Michigan officials strip accused priest of counseling license
Lansing — A state licensing panel on Friday revoked the counseling license of a former Michigan priest accused of sexually assaulting an 11-year-old student in a church sacristy in the late 1980s.
The state suspended the Rev. Lawrence Ventline’s educationally limited counselor’s license in May, but the Michigan Board of Counseling voted Friday to revoke the license for at least three years. Ventline was also fined $5,000.
Ventline, who has denied the allegations, was restricted from public ministry within the Archdiocese of Detroit in 2016 because of the allegation, which the archdiocese said it forwarded to the Oakland County Prosecutor’s Office in 2016. Ventline had not been assigned to a full-time parish for 20 years prior to 2016, the archdiocese has said.
The Detroit News was unable Friday to reach Ventline for comment.
The allegation against Ventline was detailed in May, when Attorney General Dana Nessel announced charges against five other Catholic priests as part of her continued investigation into clergy sexual abuse in Michigan.
The statute of limitations prevented the department from prosecuting Ventline criminally, Nessel said.
Currently, there is no statute of limitations for first-degree criminal sexual conduct, but at the time the alleged assault took place, the statute of limitations for first-degree criminal sexual conduct was six years.
Other priests being prosecuted by Nessel on decades-old allegations left the state after the alleged incident, which stopped the six-year clock for prosecution under a legal concept called tolling.
The board’s action Friday “ensures that he cannot use his counseling license to lure in and abuse vulnerable patients, including young children,” Nessel said in a statement. “We are grateful for our continued partnership with LARA to help ensure the safety and welfare of our residents.”
The administrative complaint against Ventline accuses him of raping an 11-year-old boy who was a student at a Catholic school associated with Ventline’s parish in the 1989-1990 school year.
Ventline maintained an active educationally limited professional counseling license from 1999 to its suspension in May.
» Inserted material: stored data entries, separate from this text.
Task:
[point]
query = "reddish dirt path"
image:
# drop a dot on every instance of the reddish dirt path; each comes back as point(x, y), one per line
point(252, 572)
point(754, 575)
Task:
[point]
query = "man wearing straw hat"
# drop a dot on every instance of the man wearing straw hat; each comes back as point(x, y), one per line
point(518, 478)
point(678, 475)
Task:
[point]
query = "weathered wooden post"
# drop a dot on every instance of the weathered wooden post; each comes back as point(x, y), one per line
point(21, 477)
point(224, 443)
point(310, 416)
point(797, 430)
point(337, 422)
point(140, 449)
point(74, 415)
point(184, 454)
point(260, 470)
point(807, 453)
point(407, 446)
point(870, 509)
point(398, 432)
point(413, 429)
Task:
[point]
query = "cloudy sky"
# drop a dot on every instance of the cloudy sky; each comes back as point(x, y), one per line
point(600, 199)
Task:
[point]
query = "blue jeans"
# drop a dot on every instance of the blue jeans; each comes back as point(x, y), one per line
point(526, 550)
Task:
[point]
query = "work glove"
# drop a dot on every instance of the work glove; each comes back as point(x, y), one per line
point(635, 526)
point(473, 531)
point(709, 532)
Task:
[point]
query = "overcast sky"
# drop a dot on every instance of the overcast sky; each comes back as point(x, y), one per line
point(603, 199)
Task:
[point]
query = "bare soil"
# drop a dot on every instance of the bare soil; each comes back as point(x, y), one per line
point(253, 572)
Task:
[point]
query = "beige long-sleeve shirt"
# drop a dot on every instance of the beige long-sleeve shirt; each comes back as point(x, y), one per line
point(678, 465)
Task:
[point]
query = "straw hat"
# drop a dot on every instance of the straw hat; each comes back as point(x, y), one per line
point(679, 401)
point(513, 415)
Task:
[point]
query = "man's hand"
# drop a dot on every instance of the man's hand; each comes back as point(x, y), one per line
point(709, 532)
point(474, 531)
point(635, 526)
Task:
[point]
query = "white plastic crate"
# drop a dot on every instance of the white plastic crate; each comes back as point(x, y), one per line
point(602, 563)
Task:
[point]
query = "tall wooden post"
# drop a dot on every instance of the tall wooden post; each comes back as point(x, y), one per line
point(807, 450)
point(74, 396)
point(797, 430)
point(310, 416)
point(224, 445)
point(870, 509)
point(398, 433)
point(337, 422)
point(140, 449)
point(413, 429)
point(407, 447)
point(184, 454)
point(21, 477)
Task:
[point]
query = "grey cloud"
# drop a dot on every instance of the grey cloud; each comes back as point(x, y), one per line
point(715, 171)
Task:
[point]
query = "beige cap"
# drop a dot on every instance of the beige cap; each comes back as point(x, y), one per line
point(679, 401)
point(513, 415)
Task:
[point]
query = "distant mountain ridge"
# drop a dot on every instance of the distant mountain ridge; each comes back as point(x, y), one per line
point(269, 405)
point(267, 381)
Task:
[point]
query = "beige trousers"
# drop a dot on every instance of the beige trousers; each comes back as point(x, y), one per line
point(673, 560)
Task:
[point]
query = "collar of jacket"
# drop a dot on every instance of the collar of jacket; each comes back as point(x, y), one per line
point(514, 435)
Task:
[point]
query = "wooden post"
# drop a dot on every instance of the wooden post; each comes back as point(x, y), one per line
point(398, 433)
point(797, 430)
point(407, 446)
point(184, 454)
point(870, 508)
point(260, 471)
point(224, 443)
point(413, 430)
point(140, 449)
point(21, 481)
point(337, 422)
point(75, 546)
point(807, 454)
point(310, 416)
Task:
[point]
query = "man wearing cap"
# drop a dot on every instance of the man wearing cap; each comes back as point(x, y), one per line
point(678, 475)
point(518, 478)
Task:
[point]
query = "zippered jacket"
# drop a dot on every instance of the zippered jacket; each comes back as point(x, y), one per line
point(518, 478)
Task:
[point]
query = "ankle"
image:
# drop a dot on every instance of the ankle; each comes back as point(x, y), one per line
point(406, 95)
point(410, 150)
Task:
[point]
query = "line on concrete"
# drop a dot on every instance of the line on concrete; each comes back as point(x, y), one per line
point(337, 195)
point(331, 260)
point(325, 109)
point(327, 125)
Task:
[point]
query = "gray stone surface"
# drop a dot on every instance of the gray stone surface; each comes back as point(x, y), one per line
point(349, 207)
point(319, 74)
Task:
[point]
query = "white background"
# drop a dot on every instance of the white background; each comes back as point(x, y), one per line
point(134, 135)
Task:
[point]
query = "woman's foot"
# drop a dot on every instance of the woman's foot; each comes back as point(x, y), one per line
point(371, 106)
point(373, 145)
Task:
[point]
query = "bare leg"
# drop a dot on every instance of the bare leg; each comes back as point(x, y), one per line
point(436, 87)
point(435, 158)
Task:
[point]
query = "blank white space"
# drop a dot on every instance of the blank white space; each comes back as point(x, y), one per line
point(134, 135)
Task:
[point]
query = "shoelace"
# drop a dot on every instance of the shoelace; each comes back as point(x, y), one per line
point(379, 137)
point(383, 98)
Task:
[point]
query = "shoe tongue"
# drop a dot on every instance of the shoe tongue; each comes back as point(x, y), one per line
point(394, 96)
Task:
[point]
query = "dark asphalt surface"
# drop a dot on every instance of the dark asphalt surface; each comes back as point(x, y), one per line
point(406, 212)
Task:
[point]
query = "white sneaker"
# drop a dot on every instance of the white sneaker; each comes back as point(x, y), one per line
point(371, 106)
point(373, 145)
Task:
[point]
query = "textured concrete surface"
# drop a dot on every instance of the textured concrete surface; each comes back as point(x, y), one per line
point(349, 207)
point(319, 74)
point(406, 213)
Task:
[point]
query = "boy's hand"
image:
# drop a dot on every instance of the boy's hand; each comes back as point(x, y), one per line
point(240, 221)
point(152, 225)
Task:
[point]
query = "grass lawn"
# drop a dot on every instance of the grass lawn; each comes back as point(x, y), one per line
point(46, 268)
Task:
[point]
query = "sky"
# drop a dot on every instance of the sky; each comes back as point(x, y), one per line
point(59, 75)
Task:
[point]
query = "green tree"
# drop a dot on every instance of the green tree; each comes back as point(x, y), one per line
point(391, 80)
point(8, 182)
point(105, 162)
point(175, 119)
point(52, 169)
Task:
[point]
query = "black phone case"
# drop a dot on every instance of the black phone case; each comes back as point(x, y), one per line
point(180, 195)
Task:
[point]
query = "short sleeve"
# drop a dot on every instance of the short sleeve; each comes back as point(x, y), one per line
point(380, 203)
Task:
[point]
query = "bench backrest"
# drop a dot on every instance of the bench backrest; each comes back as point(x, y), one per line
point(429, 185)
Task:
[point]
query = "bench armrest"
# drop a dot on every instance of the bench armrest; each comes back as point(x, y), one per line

As recently as September 2018, Ventline presented himself as a board certified professional counselor in a newspaper, without clarifying the limitations on his license, according to the complaint.
Because Ventline failed to respond to the administrative complaint, the board must consider the allegations “undisputed and true,” according to a statement from the Department of Licensing and Regulatory Affairs.
“LARA remains focused on holding our health professionals accountable and we’re pleased that the board decided to revoke the counselor’s license,” LARA Director Orlene Hawks said in a Friday statement.